Why Metabolism slows down?

Metabolism slows down as you age, starting at 30 (age 25 – 40 depending on source)! It is part of the aging process! At least this seems to be the common belief.

Is it myth or fact?

Answer: Fact!

Your metabolism does slow with age but it does not slow significantly due to just aging. The largest factor is due to muscle loss. At the age of 30 you start losing muscle at the rate of 10% every 10 years without exercise (strength training). Therefore, the slowing metabolism at any age is mostly due to muscle loss.

3 major causes of a slow metabolism are:

1. Lack of physical stress leading to muscle loss.

2. Cannibalization of muscle due to lack of energy needed because you are dieting and/or skipping meals. (too few calories or frequency of calories, so your body starts using muscle for energy.)

3. As you age activity levels tend to decrease.

Steps To Boost Your Metabolism

Yes, fat loss is not always easy, but in most cases it does not need to be confusing and you do not need a bunch of tools. Knowledge and direction are the most critical.

The 2 step approach to boost your metabolism:

Stop new fat storage

Why begin an exercise program if you just add new fat later that day. This is a very common problem among those who start a new exercise program.

Putting on the fat is not always due to a lack of exercise. Fat storage is caused because we supply the body with more (and/or the wrong) calories than it needs at a given time. The solution has very little to do with exercise – it’s all about your eating habits!

You don’t have to subject yourself to a diet consisting of only salad and super foods. You can still eat the foods you love, if you give your body what it needs in the proper amounts.

Note: You don’t have to eat super clean to boost your metabolism, but the cleaner your diet the better for you metabolism and over all health.

The key here is: give the body only the energy it needs. Not a bunch extra, because extra is extra, it doesn’t matter what source. Salad and celery can be stored as fat if in excess. If a food source results in extra it can be stored as fat.

Do not move on to step 2 until you the stop the storage of new fat. Focus on matching your eating habits and portions with your activity level. Plan small, balanced meals and snacks every 2-3 hours to coincide with your activity level.

Attack your existing fat

This step uses the approach of combining the stabilization of blood sugar/energy levels, strength training and progressive cardiovascular/aerobic exercise.

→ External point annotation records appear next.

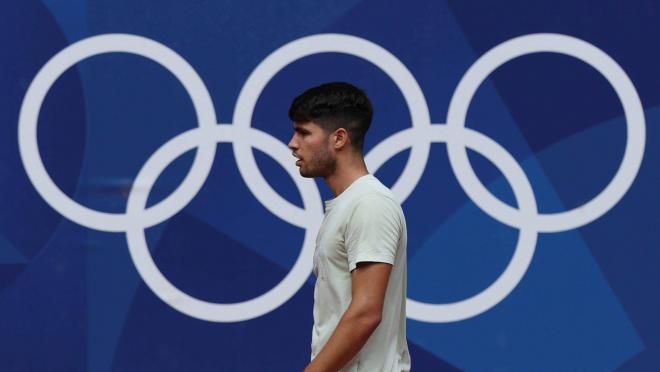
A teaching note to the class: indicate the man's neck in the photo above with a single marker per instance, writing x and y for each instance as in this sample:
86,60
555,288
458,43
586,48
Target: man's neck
345,175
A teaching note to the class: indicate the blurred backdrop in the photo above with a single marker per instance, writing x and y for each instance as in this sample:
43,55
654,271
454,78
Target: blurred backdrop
550,265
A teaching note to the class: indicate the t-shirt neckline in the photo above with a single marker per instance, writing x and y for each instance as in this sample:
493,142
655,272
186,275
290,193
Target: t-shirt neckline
329,203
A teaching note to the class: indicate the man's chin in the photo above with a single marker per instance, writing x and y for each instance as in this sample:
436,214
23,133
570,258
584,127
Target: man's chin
306,174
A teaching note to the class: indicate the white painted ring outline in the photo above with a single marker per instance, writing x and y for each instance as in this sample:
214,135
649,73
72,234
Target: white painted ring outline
46,77
625,90
456,140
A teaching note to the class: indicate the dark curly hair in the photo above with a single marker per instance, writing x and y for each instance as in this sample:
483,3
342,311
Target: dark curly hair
335,105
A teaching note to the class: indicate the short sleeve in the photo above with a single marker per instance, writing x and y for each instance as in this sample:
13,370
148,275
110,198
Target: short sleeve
373,230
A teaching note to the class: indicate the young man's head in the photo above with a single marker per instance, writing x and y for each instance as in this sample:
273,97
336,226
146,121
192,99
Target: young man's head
330,122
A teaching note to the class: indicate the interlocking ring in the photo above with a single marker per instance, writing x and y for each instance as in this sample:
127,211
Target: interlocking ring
418,138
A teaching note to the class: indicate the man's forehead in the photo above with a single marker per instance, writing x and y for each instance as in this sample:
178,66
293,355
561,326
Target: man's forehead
305,124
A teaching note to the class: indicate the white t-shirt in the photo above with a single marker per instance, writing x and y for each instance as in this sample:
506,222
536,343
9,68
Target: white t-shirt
363,223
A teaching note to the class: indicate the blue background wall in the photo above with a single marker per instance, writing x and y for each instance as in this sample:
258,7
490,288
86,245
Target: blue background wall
72,300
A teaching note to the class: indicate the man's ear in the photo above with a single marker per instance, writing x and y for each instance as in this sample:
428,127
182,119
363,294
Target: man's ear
340,139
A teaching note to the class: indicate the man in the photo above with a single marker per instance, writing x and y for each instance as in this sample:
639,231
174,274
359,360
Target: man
360,257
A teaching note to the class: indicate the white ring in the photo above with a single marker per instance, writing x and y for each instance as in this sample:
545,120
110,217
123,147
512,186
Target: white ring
625,90
53,69
327,43
180,300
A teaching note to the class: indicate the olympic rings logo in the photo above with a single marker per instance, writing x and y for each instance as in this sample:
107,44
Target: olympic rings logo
418,138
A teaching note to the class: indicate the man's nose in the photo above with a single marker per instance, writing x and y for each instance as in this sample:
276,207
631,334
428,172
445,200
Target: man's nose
292,144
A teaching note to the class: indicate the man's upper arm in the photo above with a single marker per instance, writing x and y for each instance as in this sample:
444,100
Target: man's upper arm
373,231
368,285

We have already covered the importance of stable blood sugar and energy levels and how to match your caloric intake with activity level. Now we’ll cover the exercise.

For the exercise to be worth your time, it must be progressive. You may be on the treadmill for 30 minutes 3 x’s a week, but that doesn’t mean you have burnt off any unwanted body fat! You must force the body to make changes and improvements. The ONLY way to achieve that is to consistently provide a stimulus or stress that is greater than what the body is accustomed.

Here are some general guidelines on how you can make your exercise progressive and productive:

Strength training

  • Do more reps
  • Increase resistance/weight
  • Advanced techniques
  • Slower reps
  • Change and rotate exercises frequently – every 2-4 weeks. (The human body adapts quickly)

Cardiovascular training

  • Increase resistance/speed
  • Perform intervals (HIIT works great)
  • Increase travel distance
  • Cross train – perform numerous activities

I should also say that it is extremely important that you have a well thought out and detailed plan to follow (start here). You can’t just say “ok, now I know what to do” and then try a little of this and little of that. You need a well thought out and written plan.

If you are serious about achieving your weight loss and fitness goals I highly recommend you get the help of a professional. “57 percent of people who use a personal trainer, not only achieve their long-term fitness goals, but they exceed them” – 2003 Journal of Sports Science and Medicine (http://www.jssm.org/vol2/n1/2/v2n1-2pdf.pdf)

Whether you have a 1 on 1 personal fitness trainer or just a do-it-your-self fitness plan – your chances of success are much greater.